Как рассказывал потом этот рабочий Дэйву и его товарищам, он догадался, «что вы там, ребята, затеяли», и потому-то и побежал за контролером. Но такую версию он придумал уж после того, как они сами успели рассказать, что произошло, а это с их стороны было, конечно, ошибкой.

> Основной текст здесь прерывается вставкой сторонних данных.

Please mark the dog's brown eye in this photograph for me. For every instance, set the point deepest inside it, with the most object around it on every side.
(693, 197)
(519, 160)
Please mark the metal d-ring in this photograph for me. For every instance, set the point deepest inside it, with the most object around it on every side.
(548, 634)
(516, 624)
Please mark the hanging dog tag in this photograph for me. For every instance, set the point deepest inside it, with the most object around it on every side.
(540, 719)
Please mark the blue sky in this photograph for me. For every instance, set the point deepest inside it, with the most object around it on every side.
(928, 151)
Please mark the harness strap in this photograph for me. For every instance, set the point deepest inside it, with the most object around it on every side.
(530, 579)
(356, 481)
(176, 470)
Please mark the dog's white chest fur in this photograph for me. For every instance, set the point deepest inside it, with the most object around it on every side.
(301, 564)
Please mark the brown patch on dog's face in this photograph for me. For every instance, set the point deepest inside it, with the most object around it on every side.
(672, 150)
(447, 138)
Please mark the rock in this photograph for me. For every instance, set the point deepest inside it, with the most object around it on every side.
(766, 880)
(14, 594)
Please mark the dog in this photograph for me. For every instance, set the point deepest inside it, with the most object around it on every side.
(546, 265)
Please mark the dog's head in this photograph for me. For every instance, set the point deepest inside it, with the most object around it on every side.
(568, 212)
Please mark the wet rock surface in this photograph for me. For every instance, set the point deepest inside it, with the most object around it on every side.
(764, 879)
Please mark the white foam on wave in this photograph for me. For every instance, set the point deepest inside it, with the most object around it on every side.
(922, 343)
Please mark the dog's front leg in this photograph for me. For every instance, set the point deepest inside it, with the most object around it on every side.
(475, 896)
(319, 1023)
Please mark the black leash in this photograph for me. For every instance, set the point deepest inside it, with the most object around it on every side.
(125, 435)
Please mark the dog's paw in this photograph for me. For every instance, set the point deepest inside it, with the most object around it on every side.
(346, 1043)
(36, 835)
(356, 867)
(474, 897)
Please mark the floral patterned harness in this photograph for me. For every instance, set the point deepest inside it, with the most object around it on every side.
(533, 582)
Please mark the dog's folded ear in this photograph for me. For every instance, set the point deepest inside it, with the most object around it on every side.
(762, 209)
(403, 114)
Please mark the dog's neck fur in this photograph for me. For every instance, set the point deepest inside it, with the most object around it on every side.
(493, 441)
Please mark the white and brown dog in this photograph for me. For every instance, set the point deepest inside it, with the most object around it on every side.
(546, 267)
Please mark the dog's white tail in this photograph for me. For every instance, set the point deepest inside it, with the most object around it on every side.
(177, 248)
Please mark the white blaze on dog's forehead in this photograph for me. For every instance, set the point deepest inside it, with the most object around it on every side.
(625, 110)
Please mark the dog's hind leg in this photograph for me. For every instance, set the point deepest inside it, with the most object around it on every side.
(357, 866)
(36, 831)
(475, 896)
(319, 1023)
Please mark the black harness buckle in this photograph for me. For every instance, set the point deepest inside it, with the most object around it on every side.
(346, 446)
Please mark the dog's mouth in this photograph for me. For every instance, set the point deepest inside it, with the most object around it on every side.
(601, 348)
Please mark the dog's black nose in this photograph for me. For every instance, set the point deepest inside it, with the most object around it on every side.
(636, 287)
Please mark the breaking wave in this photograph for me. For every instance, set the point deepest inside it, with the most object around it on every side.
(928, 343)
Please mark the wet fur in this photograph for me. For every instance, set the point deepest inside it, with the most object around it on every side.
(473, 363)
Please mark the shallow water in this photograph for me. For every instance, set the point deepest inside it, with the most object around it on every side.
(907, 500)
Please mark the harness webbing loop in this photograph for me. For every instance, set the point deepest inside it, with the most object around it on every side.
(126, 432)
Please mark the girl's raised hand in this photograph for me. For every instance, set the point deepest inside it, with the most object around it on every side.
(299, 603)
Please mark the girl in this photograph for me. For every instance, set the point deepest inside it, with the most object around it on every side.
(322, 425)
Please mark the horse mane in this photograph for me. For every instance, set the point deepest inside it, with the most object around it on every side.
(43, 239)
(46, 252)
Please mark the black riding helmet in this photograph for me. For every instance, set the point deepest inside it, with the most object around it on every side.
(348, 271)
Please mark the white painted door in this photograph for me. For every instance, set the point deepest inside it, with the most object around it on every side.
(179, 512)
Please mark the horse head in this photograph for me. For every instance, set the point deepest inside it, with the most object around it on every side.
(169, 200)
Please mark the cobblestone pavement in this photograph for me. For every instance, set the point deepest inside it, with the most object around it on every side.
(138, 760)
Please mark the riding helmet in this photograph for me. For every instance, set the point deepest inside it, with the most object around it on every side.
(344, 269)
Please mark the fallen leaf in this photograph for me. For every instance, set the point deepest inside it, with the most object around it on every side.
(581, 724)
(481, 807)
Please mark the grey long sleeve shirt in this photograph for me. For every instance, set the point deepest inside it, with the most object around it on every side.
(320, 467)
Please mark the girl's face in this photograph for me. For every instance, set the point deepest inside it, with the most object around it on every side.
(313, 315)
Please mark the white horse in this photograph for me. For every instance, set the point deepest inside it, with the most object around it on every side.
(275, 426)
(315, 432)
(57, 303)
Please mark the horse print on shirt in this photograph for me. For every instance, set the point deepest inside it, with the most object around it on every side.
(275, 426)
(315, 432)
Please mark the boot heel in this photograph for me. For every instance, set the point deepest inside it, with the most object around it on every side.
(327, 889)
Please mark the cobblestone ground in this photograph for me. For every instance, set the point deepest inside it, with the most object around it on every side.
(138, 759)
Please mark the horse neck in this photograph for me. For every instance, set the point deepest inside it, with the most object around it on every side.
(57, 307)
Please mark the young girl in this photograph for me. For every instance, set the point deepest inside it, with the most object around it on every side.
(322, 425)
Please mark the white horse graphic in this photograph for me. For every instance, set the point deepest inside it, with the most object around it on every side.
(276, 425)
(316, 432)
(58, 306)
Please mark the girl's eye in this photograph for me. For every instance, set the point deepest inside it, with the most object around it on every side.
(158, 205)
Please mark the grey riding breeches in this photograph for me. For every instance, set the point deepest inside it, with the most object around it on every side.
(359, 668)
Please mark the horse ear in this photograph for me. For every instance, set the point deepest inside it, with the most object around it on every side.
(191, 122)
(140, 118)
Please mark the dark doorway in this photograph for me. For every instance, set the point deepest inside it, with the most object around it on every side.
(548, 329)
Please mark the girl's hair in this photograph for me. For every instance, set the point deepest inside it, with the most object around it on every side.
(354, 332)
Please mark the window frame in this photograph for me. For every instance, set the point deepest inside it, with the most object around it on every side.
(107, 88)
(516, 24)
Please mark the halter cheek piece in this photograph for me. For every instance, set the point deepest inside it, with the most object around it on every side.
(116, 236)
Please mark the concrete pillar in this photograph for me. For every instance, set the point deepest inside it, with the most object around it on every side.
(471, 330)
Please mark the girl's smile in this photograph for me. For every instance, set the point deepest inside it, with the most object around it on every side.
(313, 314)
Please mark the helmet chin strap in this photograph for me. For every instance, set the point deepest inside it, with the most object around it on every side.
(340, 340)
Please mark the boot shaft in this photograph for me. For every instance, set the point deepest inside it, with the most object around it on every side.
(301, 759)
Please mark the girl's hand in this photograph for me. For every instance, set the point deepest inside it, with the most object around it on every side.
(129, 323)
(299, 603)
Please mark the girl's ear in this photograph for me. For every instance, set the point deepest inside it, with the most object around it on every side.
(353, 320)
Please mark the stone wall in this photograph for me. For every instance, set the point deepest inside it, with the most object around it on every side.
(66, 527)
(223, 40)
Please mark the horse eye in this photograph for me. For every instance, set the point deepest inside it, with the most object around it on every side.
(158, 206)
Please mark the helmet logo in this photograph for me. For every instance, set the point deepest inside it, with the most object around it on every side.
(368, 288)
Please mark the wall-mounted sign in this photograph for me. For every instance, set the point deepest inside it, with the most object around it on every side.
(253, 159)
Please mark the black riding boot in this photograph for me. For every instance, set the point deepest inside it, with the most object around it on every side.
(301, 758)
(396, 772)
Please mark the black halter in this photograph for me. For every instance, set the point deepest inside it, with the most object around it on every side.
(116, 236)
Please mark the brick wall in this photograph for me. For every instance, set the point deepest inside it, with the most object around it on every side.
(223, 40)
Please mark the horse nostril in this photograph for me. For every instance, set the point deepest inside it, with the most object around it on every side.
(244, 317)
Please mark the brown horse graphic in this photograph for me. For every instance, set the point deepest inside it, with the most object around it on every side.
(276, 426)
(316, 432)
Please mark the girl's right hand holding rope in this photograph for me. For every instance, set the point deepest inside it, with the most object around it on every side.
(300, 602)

— Энди, назад! — заорал Джек Бентли.
Дэйв Риган опустился на четвереньки и быстро пополз вперед. К счастью, на тех тридцати — сорока ярдах, которые отделяли лошадь от дерева, росла высокая трава. Но когда Дэйв был уже совсем близко от лошади, ему вдруг пришла в голову мысль, заставившая его приостановиться; у него по спине побежали мурашки и отчаянно засосало под ложечкой. А что, если лошадь сорвется и ускачет? Однако деваться было некуда. Для пробы он тихонько позвал: «Тпрусень, тпрусень…» Лошадь устало повернула голову и кротко посмотрела на него, как будто давно ждала его появления, причем именно так, на четвереньках, и даже удивлялась, почему его так долго нет. Потом она снова о чем-то задумалась. Когда Дэйв подполз к столбу, лошадь очень любезно переступила с ноги на ногу и посторонилась. Прячась за столбом, Дэйв осторожно, как змея, вытянул шею и приподнял голову. Его рука дважды метнулась кверху — раз, когда он схватил кусок дерева, оставленный контролером, и затем, когда он положил на его место принесенную эвкалиптовую щепку. Затем он снова опустился на четвереньки и пустился в обратный путь, похожий на гигантскую бесхвостую игуану.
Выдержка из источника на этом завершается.